Fa effetto leggere di stipendi tagliati ai calciatori.
«Il sacrificio dovrà essere sostenuto da tutti, non solo dagli atleti. Mi sembra interessante quello che accade qui in Inghilterra, dov’è stato creato un fondo di solidarietà alimentato da una quota dei guadagni dei giocatori: i fondi li distribuiscono loro, direttamente alla sanità pubblica».

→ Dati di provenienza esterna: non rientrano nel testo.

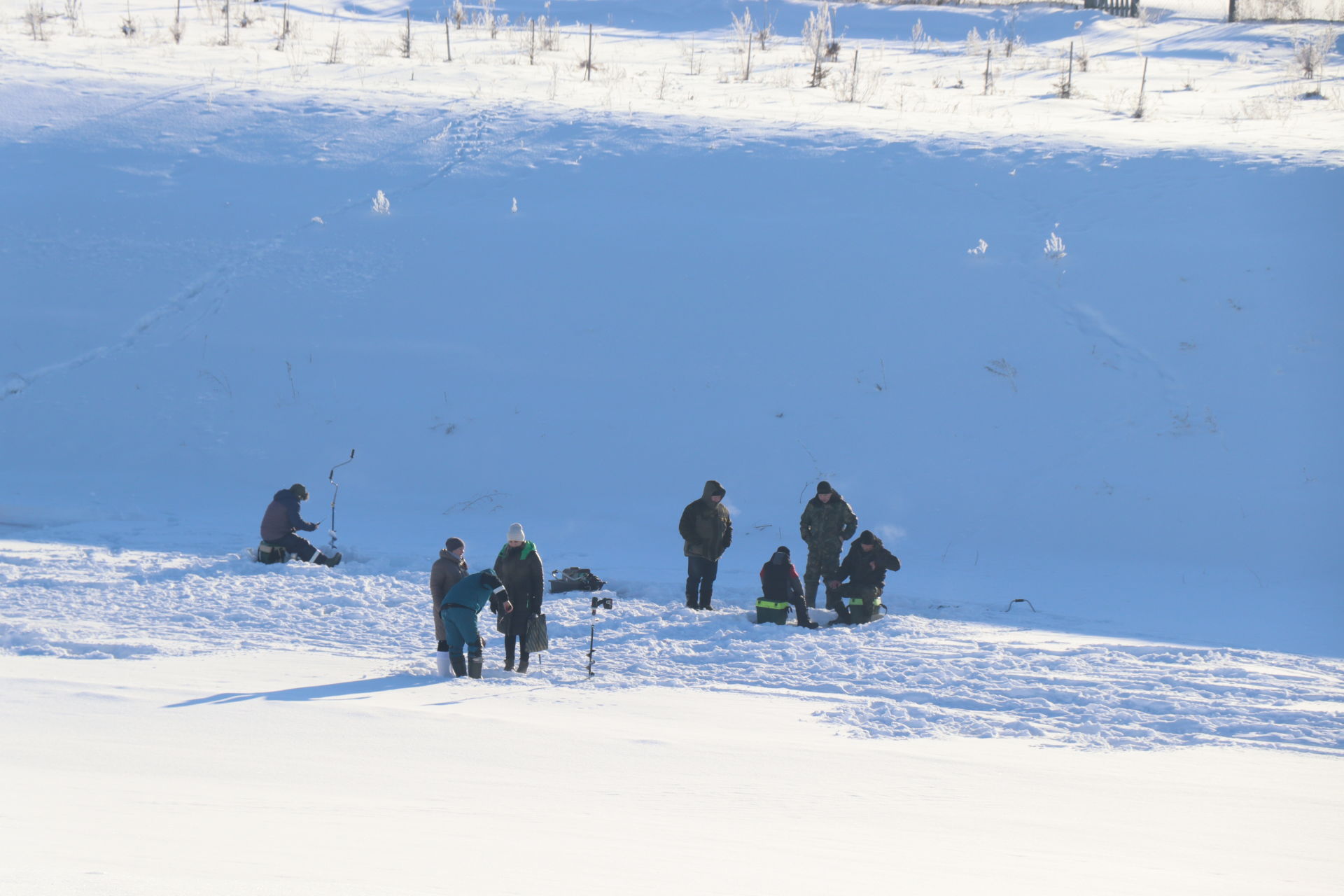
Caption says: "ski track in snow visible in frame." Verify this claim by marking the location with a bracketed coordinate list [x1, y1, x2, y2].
[0, 541, 1344, 754]
[0, 100, 507, 402]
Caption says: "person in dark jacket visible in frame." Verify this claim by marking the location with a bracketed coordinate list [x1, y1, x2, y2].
[260, 482, 340, 567]
[438, 570, 508, 678]
[827, 529, 900, 622]
[678, 479, 732, 610]
[428, 538, 466, 653]
[798, 479, 859, 610]
[491, 523, 546, 672]
[761, 545, 817, 629]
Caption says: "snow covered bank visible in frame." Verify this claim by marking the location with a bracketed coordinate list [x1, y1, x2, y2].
[0, 541, 1344, 755]
[0, 0, 1344, 164]
[0, 652, 1344, 896]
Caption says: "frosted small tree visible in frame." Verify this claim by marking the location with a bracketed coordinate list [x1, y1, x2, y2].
[23, 0, 47, 41]
[121, 0, 140, 38]
[730, 9, 755, 80]
[327, 22, 342, 66]
[170, 0, 186, 43]
[802, 3, 836, 88]
[1046, 231, 1068, 260]
[66, 0, 81, 34]
[396, 7, 412, 59]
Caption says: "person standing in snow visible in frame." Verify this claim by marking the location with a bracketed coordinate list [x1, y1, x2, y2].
[428, 538, 466, 653]
[260, 482, 340, 567]
[678, 479, 732, 610]
[491, 523, 546, 673]
[438, 570, 508, 678]
[761, 544, 817, 629]
[798, 479, 859, 610]
[827, 529, 900, 623]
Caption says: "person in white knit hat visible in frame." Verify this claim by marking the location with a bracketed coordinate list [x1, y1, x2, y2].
[495, 523, 546, 672]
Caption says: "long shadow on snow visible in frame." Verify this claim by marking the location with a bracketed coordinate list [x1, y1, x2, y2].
[164, 674, 442, 709]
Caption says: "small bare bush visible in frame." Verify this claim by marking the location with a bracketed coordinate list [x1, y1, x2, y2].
[327, 23, 342, 66]
[802, 3, 840, 88]
[23, 0, 54, 41]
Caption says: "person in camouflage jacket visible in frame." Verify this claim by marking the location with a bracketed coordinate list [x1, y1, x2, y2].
[798, 481, 859, 610]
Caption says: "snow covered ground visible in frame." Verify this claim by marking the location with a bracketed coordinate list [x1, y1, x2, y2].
[0, 0, 1344, 895]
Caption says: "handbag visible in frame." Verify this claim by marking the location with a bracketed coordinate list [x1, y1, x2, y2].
[523, 612, 551, 653]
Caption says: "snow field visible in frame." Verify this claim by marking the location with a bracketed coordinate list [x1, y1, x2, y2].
[0, 541, 1344, 755]
[0, 650, 1341, 896]
[0, 0, 1344, 896]
[0, 0, 1344, 164]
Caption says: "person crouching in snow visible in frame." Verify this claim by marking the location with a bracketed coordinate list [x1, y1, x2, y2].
[827, 529, 900, 623]
[260, 482, 340, 567]
[440, 570, 508, 678]
[761, 545, 817, 629]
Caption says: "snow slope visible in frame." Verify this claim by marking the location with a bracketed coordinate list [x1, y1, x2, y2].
[0, 0, 1344, 893]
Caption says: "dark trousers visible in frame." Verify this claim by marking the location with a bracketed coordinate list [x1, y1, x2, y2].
[504, 634, 528, 669]
[827, 582, 882, 622]
[279, 532, 317, 561]
[685, 557, 719, 610]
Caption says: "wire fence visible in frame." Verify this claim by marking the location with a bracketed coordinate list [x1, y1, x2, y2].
[869, 0, 1344, 22]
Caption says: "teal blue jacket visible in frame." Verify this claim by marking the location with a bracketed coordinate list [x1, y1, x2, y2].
[444, 570, 508, 614]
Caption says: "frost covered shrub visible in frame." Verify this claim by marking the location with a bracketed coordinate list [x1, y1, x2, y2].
[1293, 31, 1335, 80]
[23, 0, 50, 41]
[1046, 231, 1068, 259]
[802, 3, 840, 88]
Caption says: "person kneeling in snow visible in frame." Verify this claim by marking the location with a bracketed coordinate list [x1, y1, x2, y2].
[761, 545, 817, 629]
[827, 529, 900, 622]
[260, 482, 340, 567]
[440, 570, 512, 678]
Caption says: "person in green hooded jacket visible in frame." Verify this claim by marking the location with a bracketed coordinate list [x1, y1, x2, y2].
[798, 479, 859, 610]
[492, 523, 546, 672]
[678, 479, 732, 610]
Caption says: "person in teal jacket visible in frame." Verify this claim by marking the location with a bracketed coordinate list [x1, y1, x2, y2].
[438, 570, 508, 678]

L’intervista prosegue parlando del rinvio degli Europei tra opportunità e dispiaceri per giocatori che in questo periodo erano esplosi e il rapporto speciale con il Mr Mancini e poi non a caso l’intervista termina con l’augurio che il tutto ricomincio proprio con una partita in particolare: azzurri contro medici ed infermieri.
“Quel giorno sarà un grande giorno».